Sun, Dec 02, 2007 - Page 18 News List

[BOOK REVIEW] 'Erotic Grotesque Nonsense' doesn't meet expectations

You can't judge a book by its cover, or in this case, title. Behind the promising jacket is an academic survey of Japanese entertainment in the 1920s and 1930s

By Bradley Winterton  /  CONTRIBUTING REPORTER

The term "modern" included department stores, provocative dress styles, smoking in public, cocktails, the financial independence (and perceived promiscuity) of women, photography, cinema, radio, mass-circulation newspapers and the influence of advertising, together with the arrival of a whole range of electronic household devices. Tradition, by contrast, was associated with social deference, religion, sexual modesty and hostility to Western innovations.

Erotic Grotesque Nonsense parallels Frank Dikotter's survey of the arrival of modern objects in early 20th century China in Things Modern [reviewed in the Taipei Times on Aug. 12, 2007]. Like him, Miriam Silverberg thinks of herself as "revisionist," meaning that she doesn't deplore the developments she describes as the incursions of an exploitative capitalism, but sees them as things welcomed by the population at large.

Hollywood films, in her view, were central to the Japanese idea of the modern during the 1930s. These, however, sometimes contained visions of the "exotic" Orient that included sexual invitation on the one hand and so-called Asiatic barbarism on the other. This was retained in doctored Japanese versions, but with Japan firmly installed on the "civilized" side, and the alluring, but nevertheless degenerate, habits reserved for the rest of Asia, notably China.

With the beginning of the Japanese invasions - first of China, then of Southeast Asia - erotic grotesque nonsense wasn't entirely sidelined, but was, at least initially, incorporated into the military's program. Comparisons were made between the female body and a battlefield - between male pleasure and male death, in other words.
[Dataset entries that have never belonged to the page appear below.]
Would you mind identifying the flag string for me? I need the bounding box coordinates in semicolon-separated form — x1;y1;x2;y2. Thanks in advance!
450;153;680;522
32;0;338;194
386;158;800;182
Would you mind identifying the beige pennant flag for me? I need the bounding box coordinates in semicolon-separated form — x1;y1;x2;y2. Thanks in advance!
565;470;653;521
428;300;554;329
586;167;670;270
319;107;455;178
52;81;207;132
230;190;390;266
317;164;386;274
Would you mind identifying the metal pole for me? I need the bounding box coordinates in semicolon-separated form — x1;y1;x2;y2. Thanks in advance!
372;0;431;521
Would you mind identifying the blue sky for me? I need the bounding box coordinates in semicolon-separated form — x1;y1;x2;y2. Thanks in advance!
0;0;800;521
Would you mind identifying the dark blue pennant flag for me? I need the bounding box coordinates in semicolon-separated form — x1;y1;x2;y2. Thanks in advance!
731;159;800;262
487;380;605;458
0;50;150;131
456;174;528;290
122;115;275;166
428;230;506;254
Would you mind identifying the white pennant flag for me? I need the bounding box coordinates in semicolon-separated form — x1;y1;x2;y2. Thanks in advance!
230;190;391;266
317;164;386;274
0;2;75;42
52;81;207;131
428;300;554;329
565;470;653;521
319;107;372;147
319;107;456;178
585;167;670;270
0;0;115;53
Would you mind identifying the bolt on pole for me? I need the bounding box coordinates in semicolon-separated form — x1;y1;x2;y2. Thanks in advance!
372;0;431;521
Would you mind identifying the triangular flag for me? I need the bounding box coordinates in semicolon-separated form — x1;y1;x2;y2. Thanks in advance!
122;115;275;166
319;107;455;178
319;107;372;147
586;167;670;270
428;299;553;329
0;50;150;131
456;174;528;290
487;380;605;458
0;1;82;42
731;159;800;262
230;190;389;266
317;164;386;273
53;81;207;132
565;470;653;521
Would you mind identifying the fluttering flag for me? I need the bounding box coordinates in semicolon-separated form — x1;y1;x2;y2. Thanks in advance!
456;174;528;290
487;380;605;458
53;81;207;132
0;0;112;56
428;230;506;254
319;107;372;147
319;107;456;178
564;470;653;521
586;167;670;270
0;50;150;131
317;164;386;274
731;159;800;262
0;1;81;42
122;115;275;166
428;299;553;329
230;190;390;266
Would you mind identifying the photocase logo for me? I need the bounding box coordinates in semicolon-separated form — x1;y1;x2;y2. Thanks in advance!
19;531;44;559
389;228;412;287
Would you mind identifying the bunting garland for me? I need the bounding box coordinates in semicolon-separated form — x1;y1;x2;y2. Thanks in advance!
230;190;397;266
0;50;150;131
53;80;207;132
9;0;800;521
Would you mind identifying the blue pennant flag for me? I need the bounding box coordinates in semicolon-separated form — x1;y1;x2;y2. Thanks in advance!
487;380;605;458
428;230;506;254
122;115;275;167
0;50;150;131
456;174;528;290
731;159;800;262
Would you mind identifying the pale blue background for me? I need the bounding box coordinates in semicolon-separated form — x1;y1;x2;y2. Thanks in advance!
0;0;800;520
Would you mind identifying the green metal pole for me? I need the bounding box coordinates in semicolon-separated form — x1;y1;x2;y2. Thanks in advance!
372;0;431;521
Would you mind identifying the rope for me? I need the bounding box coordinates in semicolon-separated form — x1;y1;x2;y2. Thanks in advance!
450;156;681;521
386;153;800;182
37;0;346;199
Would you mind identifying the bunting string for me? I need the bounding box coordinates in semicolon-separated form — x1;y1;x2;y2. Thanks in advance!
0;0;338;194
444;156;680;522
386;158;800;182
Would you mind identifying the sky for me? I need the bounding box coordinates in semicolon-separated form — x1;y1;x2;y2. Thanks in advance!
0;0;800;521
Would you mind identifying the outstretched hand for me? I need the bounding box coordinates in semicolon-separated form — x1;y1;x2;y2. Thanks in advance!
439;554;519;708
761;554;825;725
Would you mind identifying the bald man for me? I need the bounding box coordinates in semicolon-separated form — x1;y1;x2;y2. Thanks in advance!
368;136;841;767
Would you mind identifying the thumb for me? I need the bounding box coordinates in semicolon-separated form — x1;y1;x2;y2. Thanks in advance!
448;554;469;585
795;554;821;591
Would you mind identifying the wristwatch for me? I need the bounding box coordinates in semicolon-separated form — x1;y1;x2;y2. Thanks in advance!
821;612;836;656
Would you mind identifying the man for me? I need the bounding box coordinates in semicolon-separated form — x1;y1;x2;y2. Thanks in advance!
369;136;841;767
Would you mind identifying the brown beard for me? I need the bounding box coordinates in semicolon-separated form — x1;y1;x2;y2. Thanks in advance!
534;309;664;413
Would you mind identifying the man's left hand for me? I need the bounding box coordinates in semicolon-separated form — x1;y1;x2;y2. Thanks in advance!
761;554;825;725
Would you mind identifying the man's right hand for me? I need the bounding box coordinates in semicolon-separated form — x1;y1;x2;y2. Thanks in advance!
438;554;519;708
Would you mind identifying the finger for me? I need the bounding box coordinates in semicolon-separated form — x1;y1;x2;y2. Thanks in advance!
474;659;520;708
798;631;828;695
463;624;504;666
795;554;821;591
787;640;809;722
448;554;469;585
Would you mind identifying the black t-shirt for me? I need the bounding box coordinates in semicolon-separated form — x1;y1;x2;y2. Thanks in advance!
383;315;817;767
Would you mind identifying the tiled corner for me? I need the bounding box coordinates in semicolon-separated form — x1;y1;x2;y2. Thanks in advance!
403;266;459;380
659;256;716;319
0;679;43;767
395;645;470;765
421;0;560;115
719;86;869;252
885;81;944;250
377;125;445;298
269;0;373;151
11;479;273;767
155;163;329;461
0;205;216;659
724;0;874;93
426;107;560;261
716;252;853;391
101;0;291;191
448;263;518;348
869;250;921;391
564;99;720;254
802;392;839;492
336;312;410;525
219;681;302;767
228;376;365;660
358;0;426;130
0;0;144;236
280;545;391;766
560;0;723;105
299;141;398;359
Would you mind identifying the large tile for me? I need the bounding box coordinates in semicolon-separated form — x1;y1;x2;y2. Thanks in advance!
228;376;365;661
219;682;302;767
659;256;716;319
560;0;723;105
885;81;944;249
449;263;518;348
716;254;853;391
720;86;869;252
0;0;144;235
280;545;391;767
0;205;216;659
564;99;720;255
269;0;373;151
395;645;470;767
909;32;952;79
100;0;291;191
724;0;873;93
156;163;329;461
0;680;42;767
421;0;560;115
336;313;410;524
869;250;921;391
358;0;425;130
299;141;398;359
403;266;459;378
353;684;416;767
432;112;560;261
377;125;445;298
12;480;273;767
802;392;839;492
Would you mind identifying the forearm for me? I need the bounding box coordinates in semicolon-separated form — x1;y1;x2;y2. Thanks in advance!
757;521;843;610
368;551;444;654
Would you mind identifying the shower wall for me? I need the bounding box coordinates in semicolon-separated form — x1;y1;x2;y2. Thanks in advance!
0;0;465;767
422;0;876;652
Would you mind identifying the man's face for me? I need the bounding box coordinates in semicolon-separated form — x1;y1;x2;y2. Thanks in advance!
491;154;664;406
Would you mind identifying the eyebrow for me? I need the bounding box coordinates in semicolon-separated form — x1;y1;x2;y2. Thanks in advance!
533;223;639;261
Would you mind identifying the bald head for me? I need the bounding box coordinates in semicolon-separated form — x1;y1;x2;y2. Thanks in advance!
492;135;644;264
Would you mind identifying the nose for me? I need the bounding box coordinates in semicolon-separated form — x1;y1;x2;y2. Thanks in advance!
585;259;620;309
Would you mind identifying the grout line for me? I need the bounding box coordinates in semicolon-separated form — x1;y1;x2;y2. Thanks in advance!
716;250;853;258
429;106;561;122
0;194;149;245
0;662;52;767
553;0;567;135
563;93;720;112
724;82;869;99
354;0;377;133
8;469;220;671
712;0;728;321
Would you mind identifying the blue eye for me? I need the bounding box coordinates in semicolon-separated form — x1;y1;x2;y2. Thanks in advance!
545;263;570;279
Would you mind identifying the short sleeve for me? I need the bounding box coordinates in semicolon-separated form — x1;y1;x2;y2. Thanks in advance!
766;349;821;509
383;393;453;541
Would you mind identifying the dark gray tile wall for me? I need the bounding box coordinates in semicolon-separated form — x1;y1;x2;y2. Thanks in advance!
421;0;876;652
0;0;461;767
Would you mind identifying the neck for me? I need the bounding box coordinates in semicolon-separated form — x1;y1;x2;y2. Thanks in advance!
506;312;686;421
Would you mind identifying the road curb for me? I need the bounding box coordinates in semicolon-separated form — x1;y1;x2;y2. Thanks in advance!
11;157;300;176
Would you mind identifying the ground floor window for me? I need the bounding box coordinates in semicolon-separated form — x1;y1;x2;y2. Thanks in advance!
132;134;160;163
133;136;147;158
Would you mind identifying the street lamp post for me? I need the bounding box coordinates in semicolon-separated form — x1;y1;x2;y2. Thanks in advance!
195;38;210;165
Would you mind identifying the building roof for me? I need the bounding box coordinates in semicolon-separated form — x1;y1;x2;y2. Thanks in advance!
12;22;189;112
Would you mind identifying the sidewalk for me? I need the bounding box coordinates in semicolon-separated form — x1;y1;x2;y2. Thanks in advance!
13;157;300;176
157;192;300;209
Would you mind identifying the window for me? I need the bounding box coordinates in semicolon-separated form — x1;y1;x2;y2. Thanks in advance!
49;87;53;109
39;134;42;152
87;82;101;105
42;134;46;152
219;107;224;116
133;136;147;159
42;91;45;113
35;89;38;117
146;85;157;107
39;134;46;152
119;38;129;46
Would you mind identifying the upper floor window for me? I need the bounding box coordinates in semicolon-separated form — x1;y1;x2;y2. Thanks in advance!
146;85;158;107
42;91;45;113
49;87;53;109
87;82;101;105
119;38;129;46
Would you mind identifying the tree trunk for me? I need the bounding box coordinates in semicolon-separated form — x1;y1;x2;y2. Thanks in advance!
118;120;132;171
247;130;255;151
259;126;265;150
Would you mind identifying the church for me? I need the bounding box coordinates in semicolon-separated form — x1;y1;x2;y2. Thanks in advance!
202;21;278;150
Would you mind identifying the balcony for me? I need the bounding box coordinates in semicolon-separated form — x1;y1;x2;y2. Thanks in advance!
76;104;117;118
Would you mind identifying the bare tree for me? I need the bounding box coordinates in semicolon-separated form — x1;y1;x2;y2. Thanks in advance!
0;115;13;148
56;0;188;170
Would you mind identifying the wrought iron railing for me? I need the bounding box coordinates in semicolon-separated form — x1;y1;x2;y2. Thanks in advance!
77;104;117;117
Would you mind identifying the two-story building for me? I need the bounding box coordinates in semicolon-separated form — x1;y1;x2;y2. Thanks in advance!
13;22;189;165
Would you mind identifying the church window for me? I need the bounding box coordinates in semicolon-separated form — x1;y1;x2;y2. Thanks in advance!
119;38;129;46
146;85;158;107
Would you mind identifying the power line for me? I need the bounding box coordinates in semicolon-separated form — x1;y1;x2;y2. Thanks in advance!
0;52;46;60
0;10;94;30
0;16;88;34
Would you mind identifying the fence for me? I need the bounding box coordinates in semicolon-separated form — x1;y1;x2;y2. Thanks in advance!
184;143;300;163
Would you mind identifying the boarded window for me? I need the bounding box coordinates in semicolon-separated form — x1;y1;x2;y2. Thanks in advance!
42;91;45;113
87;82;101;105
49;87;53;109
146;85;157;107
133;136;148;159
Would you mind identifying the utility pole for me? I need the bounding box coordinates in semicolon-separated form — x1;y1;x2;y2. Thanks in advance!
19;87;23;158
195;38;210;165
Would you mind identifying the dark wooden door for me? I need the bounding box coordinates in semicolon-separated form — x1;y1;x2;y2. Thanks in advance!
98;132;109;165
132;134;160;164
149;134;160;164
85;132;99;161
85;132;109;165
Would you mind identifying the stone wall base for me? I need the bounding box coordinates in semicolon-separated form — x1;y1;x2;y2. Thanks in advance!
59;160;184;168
This clearly wasn't going to deceive many people for very long, and soon patriotic Japanese films openly glorified war and "self-sacrifice" for the greater good of the fatherland.

Erotic Grotesque Nonsense is an academic book, and so not easygoing for the general reader. This is a pity. A hundred years ago someone might have said that an Oxford professor called A.C. Bradley had written a wonderful book called Shakespearean Tragedy and that the average educated person might well enjoy it. Sadly, this is no longer the case, and "academic" now generally carries the implication "unlikely to give any real pleasure." Though this book generally avoids, for instance, post-structuralist jargon, its catchy title nonetheless remains its most alluring feature.